Someone must have mistaken her question as an order. A ladder appeared (thankfully not gold encrusted). She felt herself propelled forward by firm hands behind her back. She resisted, but found herself falling. Before floating.

She floated upwards, faintly aware that she was somehow now being carried. She noted that it was a strong masculine presence - rather thick arms were holding her up. This was rather pleasant. It came to a stop.

She was suddenly enveloped in sheets of silky softness. Clawing desperately, she found herself sinking further, nails unable to find any sort of purchase on what were otherwise very cool and soft silk sheets. This went on for what felt like eternity. At some point, her body must have given up, as Harriet found herself waking slowly to the most unpleasant sensation. Everything aches. The feeling perplexed her and she had to stifled a cry. She was also bent into the most unnatural and uncomfortable shape.
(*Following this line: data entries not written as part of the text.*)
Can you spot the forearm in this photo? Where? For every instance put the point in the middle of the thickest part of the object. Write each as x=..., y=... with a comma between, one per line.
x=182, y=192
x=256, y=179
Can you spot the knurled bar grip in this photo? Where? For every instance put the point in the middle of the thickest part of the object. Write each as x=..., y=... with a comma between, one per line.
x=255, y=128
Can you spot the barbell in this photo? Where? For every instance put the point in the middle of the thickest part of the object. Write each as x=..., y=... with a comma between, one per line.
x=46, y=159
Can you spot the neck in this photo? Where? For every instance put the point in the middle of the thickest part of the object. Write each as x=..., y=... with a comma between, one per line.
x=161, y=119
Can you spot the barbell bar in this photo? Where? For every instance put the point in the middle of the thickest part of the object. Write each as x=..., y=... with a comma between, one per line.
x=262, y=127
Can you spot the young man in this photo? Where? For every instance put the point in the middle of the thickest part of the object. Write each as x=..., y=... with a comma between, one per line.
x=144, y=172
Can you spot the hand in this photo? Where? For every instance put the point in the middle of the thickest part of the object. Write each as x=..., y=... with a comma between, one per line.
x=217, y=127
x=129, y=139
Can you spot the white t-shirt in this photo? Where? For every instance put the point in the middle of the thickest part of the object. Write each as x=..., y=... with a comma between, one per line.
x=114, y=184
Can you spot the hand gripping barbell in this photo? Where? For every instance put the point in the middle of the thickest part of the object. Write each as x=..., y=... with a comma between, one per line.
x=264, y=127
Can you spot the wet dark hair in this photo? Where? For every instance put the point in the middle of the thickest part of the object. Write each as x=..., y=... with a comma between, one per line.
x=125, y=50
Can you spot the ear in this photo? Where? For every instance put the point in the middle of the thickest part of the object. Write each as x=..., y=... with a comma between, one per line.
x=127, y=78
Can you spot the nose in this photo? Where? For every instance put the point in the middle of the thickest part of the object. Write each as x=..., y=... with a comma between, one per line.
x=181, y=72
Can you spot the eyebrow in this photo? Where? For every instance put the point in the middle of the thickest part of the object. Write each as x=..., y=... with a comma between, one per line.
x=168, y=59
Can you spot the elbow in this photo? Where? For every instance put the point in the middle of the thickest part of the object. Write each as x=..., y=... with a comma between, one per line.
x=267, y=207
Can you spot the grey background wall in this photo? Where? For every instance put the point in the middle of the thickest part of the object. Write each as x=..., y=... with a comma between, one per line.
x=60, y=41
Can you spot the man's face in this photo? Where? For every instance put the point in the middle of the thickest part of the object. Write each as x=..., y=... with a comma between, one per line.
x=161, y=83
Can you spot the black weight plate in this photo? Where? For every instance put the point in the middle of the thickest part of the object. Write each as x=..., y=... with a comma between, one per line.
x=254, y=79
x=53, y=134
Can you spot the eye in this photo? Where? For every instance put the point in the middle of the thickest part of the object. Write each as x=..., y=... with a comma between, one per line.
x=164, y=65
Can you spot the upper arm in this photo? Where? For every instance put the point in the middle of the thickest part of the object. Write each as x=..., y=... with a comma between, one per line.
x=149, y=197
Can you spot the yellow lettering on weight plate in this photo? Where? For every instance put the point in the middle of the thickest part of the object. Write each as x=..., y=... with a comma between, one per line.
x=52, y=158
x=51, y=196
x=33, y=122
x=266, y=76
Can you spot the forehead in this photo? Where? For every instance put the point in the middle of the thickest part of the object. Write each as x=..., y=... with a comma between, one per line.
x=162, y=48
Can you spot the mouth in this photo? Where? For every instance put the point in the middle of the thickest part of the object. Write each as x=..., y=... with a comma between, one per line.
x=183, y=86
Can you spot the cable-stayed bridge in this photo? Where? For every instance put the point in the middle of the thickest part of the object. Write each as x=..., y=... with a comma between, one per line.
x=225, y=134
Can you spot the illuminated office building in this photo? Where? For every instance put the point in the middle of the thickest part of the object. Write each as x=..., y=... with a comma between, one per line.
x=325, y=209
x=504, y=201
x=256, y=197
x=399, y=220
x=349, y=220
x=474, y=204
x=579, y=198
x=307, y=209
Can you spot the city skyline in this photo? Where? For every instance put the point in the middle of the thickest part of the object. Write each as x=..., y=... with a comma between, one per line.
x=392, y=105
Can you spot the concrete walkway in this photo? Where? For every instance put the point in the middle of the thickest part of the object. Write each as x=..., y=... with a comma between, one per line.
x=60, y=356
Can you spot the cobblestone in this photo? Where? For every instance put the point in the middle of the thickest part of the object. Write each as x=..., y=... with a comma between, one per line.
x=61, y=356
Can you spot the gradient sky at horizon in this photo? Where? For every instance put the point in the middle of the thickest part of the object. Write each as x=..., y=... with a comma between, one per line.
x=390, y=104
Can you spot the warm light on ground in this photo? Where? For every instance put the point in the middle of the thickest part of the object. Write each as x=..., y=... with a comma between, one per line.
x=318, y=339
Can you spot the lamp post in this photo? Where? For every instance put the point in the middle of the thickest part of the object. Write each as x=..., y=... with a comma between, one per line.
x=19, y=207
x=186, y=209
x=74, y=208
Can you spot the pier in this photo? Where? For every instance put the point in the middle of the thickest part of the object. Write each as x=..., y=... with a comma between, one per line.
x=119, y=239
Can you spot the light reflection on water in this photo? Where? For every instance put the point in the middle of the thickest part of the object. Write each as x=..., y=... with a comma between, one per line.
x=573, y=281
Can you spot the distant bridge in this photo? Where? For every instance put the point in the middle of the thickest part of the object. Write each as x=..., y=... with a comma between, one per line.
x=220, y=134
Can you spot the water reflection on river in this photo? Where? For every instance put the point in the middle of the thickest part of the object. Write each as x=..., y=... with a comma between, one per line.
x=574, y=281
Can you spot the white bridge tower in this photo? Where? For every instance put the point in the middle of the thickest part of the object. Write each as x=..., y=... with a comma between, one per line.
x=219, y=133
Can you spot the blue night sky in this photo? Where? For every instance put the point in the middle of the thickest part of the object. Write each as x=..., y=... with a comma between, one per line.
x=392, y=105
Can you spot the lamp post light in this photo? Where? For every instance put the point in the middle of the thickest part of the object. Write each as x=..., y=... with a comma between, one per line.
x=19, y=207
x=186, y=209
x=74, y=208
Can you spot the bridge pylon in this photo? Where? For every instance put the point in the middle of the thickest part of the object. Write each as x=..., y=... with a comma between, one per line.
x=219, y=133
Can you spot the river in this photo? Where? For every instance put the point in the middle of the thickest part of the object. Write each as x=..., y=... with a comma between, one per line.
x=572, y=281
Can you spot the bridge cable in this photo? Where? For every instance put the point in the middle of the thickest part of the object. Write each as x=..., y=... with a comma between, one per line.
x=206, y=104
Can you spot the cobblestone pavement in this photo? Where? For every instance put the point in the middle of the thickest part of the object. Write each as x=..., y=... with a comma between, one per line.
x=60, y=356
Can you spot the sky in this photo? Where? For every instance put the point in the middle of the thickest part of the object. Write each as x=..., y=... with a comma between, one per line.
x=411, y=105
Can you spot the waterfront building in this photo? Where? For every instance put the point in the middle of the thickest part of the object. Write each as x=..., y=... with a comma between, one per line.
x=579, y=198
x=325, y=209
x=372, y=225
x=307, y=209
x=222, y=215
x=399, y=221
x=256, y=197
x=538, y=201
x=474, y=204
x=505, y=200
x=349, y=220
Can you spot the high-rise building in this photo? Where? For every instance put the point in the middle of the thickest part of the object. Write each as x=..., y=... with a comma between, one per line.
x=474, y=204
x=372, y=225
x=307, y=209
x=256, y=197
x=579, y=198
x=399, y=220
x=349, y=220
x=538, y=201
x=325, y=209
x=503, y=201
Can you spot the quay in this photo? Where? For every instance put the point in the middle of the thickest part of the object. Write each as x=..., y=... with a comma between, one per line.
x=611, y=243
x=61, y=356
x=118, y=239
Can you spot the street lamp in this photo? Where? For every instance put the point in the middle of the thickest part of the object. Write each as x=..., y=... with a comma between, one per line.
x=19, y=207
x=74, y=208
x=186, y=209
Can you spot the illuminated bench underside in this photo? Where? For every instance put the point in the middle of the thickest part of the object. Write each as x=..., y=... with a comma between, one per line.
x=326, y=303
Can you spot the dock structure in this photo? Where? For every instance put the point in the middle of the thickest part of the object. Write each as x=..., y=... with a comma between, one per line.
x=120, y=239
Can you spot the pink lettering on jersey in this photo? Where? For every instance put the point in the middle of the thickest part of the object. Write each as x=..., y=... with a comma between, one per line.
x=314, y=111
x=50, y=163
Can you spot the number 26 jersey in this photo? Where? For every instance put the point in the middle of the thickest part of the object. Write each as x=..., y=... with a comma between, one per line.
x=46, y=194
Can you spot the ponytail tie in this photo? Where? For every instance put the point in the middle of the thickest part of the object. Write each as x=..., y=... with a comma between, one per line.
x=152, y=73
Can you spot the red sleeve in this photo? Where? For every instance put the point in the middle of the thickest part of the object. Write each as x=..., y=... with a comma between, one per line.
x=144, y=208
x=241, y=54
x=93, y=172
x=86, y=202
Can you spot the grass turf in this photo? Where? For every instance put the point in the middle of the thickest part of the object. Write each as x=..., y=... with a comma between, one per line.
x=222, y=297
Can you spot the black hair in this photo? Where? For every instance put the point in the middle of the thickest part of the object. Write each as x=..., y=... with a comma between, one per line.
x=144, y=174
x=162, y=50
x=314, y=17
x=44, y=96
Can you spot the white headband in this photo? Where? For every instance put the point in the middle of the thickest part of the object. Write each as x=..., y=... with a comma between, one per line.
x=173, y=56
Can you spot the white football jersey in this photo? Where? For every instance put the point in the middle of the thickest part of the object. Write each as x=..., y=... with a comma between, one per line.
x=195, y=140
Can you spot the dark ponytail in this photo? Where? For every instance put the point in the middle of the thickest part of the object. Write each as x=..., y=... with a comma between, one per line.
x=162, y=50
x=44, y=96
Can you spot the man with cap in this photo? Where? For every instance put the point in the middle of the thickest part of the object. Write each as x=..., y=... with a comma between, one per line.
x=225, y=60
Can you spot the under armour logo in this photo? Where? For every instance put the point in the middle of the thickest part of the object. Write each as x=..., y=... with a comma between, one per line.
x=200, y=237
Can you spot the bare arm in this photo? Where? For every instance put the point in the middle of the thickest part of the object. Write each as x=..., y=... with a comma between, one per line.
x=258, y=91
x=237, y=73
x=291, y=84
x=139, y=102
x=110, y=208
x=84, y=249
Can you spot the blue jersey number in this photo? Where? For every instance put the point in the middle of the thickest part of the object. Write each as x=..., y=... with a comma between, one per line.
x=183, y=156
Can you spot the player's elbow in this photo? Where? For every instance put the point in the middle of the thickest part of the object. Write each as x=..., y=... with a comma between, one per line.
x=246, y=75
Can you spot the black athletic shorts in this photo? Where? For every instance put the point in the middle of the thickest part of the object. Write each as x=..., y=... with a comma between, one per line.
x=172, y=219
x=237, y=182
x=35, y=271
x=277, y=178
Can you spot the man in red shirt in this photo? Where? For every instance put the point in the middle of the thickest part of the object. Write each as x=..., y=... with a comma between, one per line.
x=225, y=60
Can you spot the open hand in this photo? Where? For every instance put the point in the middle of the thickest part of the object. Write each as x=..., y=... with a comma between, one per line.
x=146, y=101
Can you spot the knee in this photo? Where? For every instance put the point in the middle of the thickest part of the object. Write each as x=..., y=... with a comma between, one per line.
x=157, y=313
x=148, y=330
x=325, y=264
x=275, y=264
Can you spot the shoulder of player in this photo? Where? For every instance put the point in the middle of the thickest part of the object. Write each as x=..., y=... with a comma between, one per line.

Obviously ergonomics wasn't a concept that had reached these backwaters.

She moaned a little. This was apparently some sort of signal. Many painful moments later, Harriet found herself standing (still in yesterday's gown!) before the same crone and young man.

"How did you sleep dear?"

Harriet suppose she had to be generous. "Oh my. I slept really well-" she saw an almost imperceptible shake of the old crone's head, tiara waggling ever so slightly.

"It's a blessing to be truthful dear. Now do tell us."

Fine. "OH very badly! I could scarcely close my eyes all night. I am sure that I am black and blue all over my body. I feel horrible!"

Scarcely did the words come out of her mouth, than the old crone swivel to face the young man, a wide grin on her face. The crone snapped her fingers and something was presented to her. Something rather tiny.

"A bet is a bet!" The old crone crowed. "This is a pea and that's your woman! A real princess! Now give me an heir you silly grandson!"

Harriet gaped at her in shock, not understanding any of it.

"Dear God, has the woman gone completely mad?" she gasped. Harriet didn't quite expect to be answered.

"Mad with wanting probably." A silky voice replied. "Still, this is quite the coup. I suppose I shall now have to compose something in honour of this occasion. It'll be hard to rhyme anything with pea..."

Harriet turned to face the speaker. "What? And who?" She meant to say "and who are you?", but she choked back that question when she saw his garb. He was a bard obviously. She felt the blood leaving her face. King Rollo would definitely hear of this now - he loved his stories. This was getting messy.

"Well can you... can you not?"

"Not sing? Me?" This was accompanied by a look of pure shock and disdain.

"Um. Well... can you leave my name out of it?"

The bard looked slightly less ruffled. "That I can do. Nothing goes well with Harmony anyway, begging your pardon. Well except maybe money. but that's not a word to use here. It'll be much easier working with the princess and the pea as key thematic words!"

Harriet inched away slightly from him in alarm. This was a very silly place indeed. She was determined to leave here as soon as possible, shoes or no shoes.